How to avoid electromagnetic problems in PCB design
In PCB design, electromagnetic compatibility (EMC) and related electromagnetic interference (EMI) have always been two major problems that engineers are worried about, especially in today’s situation where circuit board design and component packaging are constantly shrinking and OEMs require higher-speed systems. This article will share with you how to avoid electromagnetic problems in PCB design.
1.Crosstalk and routing are the key points
Tracing is particularly important to ensure the normal flow of current. If the current comes from an oscillator or other similar device, it is especially important to separate the current from the ground layer or not let the current run parallel to another trace. Two parallel high-speed signals will generate EMC and EMI, especially crosstalk. The resistance path must be minimized and the return current path must be as short as possible. The length of the return path trace should be the same as the length of the sending trace.

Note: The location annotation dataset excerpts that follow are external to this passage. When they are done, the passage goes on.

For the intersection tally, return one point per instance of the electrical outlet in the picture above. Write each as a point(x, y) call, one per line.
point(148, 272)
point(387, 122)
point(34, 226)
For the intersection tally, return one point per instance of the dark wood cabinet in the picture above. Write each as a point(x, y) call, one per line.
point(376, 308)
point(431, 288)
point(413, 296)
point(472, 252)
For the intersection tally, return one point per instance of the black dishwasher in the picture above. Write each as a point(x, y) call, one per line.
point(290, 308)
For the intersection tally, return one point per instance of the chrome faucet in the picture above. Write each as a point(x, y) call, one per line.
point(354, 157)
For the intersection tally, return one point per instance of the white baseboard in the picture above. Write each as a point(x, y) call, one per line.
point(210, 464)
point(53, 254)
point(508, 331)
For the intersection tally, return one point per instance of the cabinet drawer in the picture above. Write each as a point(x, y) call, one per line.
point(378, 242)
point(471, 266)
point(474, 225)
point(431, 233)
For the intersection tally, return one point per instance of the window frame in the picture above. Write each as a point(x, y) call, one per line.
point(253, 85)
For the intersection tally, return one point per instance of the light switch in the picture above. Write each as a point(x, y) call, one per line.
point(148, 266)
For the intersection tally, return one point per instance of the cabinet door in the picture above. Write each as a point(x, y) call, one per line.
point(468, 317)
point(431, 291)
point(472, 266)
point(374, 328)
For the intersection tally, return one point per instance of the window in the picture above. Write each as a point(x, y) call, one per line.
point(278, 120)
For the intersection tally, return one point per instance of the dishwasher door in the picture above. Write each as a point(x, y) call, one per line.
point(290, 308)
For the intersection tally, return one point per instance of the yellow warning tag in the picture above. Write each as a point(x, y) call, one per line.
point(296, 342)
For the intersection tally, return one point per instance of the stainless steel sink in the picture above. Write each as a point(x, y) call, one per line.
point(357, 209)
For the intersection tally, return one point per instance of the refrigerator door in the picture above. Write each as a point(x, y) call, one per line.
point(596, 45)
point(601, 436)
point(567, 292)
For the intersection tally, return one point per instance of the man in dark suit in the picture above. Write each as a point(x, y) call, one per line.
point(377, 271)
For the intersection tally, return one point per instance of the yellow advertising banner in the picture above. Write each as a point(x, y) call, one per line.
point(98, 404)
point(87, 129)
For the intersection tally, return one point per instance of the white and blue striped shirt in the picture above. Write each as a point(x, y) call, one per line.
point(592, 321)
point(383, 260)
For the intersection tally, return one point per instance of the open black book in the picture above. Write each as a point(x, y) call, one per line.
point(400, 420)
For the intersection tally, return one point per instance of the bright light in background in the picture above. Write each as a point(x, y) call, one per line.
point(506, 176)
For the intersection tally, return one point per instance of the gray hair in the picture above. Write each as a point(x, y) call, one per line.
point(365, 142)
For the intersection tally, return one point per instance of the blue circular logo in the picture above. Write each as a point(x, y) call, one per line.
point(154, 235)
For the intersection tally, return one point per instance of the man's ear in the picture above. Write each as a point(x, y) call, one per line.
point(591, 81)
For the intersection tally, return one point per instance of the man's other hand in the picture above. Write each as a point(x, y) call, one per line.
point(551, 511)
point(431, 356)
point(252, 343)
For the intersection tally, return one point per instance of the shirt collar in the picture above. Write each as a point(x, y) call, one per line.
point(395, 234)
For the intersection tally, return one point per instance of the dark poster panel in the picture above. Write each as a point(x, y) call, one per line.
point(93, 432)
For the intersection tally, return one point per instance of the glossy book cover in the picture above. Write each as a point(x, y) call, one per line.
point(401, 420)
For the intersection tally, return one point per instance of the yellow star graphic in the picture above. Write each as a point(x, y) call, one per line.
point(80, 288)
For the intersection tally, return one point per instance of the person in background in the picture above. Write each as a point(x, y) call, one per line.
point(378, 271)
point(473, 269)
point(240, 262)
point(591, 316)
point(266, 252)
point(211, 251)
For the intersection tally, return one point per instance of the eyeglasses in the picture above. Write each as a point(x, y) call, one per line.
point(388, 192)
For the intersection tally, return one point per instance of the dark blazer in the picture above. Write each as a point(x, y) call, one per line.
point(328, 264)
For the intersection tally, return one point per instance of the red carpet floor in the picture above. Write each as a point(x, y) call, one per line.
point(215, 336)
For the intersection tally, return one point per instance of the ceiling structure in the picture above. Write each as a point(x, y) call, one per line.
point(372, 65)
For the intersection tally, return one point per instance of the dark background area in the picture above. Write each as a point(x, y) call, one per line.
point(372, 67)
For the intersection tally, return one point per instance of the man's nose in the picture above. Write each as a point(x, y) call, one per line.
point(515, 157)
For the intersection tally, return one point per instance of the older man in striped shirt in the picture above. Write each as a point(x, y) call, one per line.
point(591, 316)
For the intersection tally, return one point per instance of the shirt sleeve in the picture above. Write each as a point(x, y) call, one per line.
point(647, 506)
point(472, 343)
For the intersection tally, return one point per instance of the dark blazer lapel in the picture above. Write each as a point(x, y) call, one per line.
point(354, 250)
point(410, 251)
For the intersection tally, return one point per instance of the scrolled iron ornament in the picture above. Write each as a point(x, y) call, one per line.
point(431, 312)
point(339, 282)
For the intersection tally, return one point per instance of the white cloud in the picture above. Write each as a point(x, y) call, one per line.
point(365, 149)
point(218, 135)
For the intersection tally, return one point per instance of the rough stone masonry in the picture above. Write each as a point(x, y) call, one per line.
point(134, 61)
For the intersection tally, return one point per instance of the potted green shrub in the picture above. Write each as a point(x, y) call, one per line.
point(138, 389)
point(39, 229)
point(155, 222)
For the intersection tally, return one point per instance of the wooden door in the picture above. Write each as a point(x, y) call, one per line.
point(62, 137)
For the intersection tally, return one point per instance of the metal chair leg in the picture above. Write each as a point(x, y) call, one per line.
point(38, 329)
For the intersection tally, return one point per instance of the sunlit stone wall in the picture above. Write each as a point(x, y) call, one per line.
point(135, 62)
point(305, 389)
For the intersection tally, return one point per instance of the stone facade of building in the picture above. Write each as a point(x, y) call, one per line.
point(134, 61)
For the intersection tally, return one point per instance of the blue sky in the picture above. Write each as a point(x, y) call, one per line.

For EMI, one is called the “aggressor trace” and the other is the “victim trace”. Inductive and capacitive coupling will affect the “victim” trace due to the presence of electromagnetic fields, thereby generating forward and reverse currents on the “victim trace”. In this case, ripples will be generated in a stable environment where the length of the signal sent and received is almost equal.
In a well-balanced, stable routing environment, the induced currents should cancel each other out, eliminating crosstalk. However, we live in an imperfect world and this will not happen. Therefore, our goal must be to keep the crosstalk of all traces to a minimum. If the width between parallel traces is twice the width of the trace, the impact of crosstalk can be minimized. For example, if the trace width is 5 mils, the minimum distance between two parallel traces should be 10 mils or more.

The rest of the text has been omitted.